Deutschland gehört in der Organspende zu den Nehmerländern und leistet bei weitem nicht den Beitrag zur Organspende, den es leisten könnte und müsste. Dafür schäme ich mich ehrlich gesagt vor unseren Nachbarn. Wir alle zusammen tragen hier Verantwortung, eine Verantwortung für ein solidarisches Gesundheitssystem und Verantwortung zur Schaffung sich eignender Rahmenbedingungen. Eben diese Rahmenbedingungen sind es, die sich seit der letzten Entscheidung über die Widerspruchslösung geändert haben. Damals herrschte Unsicherheit und mangelnde Information in der Bevölkerung. Es bestanden Ängste vor ungeordneten Verfahren und Missbrauch. Das ist 2023 anders. Der Gesetzgeber hat hier seine Hausaufgaben gemacht, aber dennoch bleibt die Spendenbereitschaft gering. Inzwischen konnten auch verfassungsrechtliche Bedenken gegen die Einführung einer Widerspruchslösung bei entsprechender Ausgestaltung ausgeräumt werden. Die Zeit ist reif dafür, es gibt keine Alternative, um die eklatante Lücke zwischen der grundsätzlichen positiven Haltung zur Organspende in der Bevölkerung über 80% und der Nichtdokumentation des Willens von Spenderinnen zu schließen.

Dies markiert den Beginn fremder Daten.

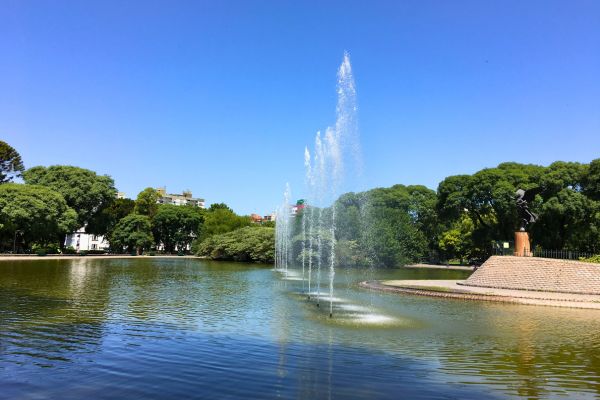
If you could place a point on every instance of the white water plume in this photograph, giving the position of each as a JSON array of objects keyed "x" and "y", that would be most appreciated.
[{"x": 334, "y": 158}]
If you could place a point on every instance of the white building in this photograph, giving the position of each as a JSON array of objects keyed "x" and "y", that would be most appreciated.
[
  {"x": 82, "y": 241},
  {"x": 179, "y": 199}
]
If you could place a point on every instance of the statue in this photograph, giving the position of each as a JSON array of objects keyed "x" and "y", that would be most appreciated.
[{"x": 523, "y": 197}]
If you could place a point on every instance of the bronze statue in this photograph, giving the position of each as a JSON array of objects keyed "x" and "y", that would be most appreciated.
[{"x": 523, "y": 197}]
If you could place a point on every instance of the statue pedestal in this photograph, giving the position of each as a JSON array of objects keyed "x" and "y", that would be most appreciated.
[{"x": 522, "y": 247}]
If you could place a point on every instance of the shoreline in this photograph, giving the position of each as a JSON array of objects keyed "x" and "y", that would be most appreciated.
[
  {"x": 34, "y": 257},
  {"x": 450, "y": 289},
  {"x": 440, "y": 266}
]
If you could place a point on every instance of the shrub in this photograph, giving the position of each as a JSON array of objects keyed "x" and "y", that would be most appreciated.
[
  {"x": 593, "y": 259},
  {"x": 69, "y": 250},
  {"x": 249, "y": 244}
]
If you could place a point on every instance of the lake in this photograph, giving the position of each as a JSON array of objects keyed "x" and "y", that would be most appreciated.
[{"x": 186, "y": 328}]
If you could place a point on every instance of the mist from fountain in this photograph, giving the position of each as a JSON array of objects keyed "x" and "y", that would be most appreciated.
[{"x": 335, "y": 157}]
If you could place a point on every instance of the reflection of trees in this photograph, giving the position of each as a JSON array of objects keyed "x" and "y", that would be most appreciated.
[
  {"x": 533, "y": 350},
  {"x": 179, "y": 291},
  {"x": 51, "y": 309}
]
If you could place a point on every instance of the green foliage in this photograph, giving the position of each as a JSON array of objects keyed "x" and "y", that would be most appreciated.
[
  {"x": 146, "y": 202},
  {"x": 36, "y": 213},
  {"x": 591, "y": 180},
  {"x": 593, "y": 259},
  {"x": 222, "y": 220},
  {"x": 132, "y": 233},
  {"x": 84, "y": 191},
  {"x": 385, "y": 226},
  {"x": 11, "y": 164},
  {"x": 103, "y": 222},
  {"x": 250, "y": 244},
  {"x": 456, "y": 242},
  {"x": 569, "y": 214},
  {"x": 176, "y": 226}
]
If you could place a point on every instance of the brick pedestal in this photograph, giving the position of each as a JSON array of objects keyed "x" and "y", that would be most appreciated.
[{"x": 522, "y": 246}]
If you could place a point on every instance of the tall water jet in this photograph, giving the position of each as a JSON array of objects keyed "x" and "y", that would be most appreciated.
[{"x": 336, "y": 154}]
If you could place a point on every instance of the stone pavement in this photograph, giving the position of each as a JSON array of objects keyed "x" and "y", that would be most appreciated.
[
  {"x": 540, "y": 274},
  {"x": 453, "y": 289}
]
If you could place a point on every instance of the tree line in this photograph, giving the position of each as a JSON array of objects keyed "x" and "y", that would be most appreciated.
[
  {"x": 468, "y": 215},
  {"x": 57, "y": 200},
  {"x": 462, "y": 220}
]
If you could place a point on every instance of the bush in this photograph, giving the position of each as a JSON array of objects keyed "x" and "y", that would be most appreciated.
[
  {"x": 249, "y": 244},
  {"x": 593, "y": 259},
  {"x": 69, "y": 250}
]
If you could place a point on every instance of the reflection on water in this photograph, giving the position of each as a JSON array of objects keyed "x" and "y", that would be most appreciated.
[{"x": 171, "y": 328}]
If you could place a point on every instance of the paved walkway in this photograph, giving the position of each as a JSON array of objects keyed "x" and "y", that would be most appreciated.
[{"x": 451, "y": 289}]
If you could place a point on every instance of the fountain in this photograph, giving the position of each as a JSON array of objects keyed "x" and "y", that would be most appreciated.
[{"x": 334, "y": 157}]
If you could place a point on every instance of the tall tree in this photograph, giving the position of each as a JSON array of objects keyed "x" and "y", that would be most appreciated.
[
  {"x": 35, "y": 214},
  {"x": 103, "y": 222},
  {"x": 176, "y": 226},
  {"x": 84, "y": 191},
  {"x": 147, "y": 202},
  {"x": 133, "y": 232},
  {"x": 591, "y": 180},
  {"x": 11, "y": 165}
]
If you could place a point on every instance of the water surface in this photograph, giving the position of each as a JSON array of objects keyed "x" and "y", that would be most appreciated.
[{"x": 184, "y": 328}]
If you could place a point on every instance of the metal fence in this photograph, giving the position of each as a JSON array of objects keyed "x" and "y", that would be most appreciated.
[{"x": 544, "y": 253}]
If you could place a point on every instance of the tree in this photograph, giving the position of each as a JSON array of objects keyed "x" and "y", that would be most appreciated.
[
  {"x": 176, "y": 226},
  {"x": 147, "y": 202},
  {"x": 222, "y": 220},
  {"x": 132, "y": 233},
  {"x": 250, "y": 244},
  {"x": 11, "y": 165},
  {"x": 591, "y": 180},
  {"x": 456, "y": 241},
  {"x": 83, "y": 190},
  {"x": 103, "y": 222},
  {"x": 38, "y": 214}
]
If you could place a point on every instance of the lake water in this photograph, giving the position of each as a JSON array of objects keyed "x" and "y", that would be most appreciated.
[{"x": 185, "y": 328}]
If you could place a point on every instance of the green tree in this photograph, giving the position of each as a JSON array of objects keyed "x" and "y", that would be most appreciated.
[
  {"x": 456, "y": 242},
  {"x": 591, "y": 180},
  {"x": 11, "y": 164},
  {"x": 134, "y": 232},
  {"x": 84, "y": 191},
  {"x": 222, "y": 220},
  {"x": 176, "y": 226},
  {"x": 249, "y": 244},
  {"x": 38, "y": 214},
  {"x": 147, "y": 202},
  {"x": 103, "y": 222}
]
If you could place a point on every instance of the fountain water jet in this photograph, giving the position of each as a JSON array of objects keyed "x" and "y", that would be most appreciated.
[{"x": 325, "y": 174}]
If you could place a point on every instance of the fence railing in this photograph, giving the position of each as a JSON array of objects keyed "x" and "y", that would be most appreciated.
[{"x": 545, "y": 253}]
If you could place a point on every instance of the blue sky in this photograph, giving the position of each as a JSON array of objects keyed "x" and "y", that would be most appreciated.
[{"x": 221, "y": 97}]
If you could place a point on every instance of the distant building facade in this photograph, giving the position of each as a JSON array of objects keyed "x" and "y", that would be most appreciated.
[
  {"x": 185, "y": 198},
  {"x": 82, "y": 241}
]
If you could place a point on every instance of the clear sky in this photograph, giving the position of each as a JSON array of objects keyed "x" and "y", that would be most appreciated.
[{"x": 221, "y": 97}]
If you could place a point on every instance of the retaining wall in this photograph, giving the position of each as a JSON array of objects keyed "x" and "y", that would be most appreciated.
[{"x": 533, "y": 273}]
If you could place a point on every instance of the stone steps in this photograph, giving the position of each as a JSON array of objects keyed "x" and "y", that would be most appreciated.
[{"x": 539, "y": 274}]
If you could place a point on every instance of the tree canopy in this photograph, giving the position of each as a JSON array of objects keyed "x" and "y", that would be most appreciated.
[
  {"x": 38, "y": 214},
  {"x": 147, "y": 202},
  {"x": 84, "y": 191},
  {"x": 133, "y": 232},
  {"x": 176, "y": 226},
  {"x": 11, "y": 164}
]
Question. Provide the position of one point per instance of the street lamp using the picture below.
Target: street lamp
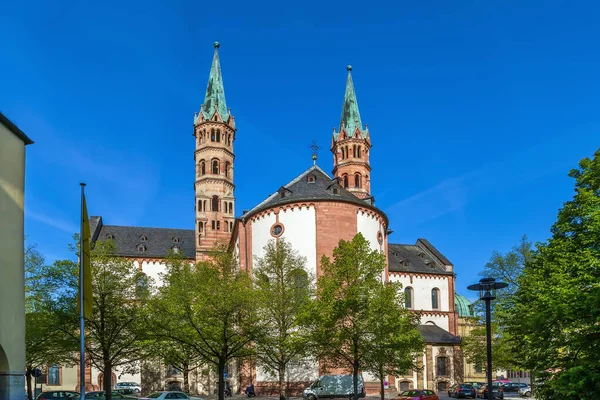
(487, 292)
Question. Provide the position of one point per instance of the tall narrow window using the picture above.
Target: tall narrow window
(435, 298)
(53, 376)
(442, 369)
(408, 297)
(357, 180)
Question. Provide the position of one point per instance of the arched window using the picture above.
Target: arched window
(408, 297)
(442, 366)
(357, 180)
(435, 298)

Viel zu oft sehen sich Angehörige zu einem hochemotionalen Zeitpunkt ihres Lebens, in dem sie einen geliebten Menschen verlieren, erstmals mit der Frage der Organspende konfrontiert und viel zu oft entscheiden sie sich dagegen, weil der Wille des potenziellen Angehörigen schlicht nicht bekannt oder dokumentiert ist. Die Widerspruchslösung schafft hier Entlastung für alle. Wenn sich nichts ändert, wenn wir heute diese Entschließung nicht verabschieden, erwarten Expert:innen auch 2024 keine Besserung.
Die Organspende ist eine Entscheidung für Verantwortung, eine Entscheidung für das Leben und für Solidarität im Gesundheitswesen. Berlin trägt diese Entscheidung mit und tritt darum dem Entschließungsantrag bei. Vielen Dank.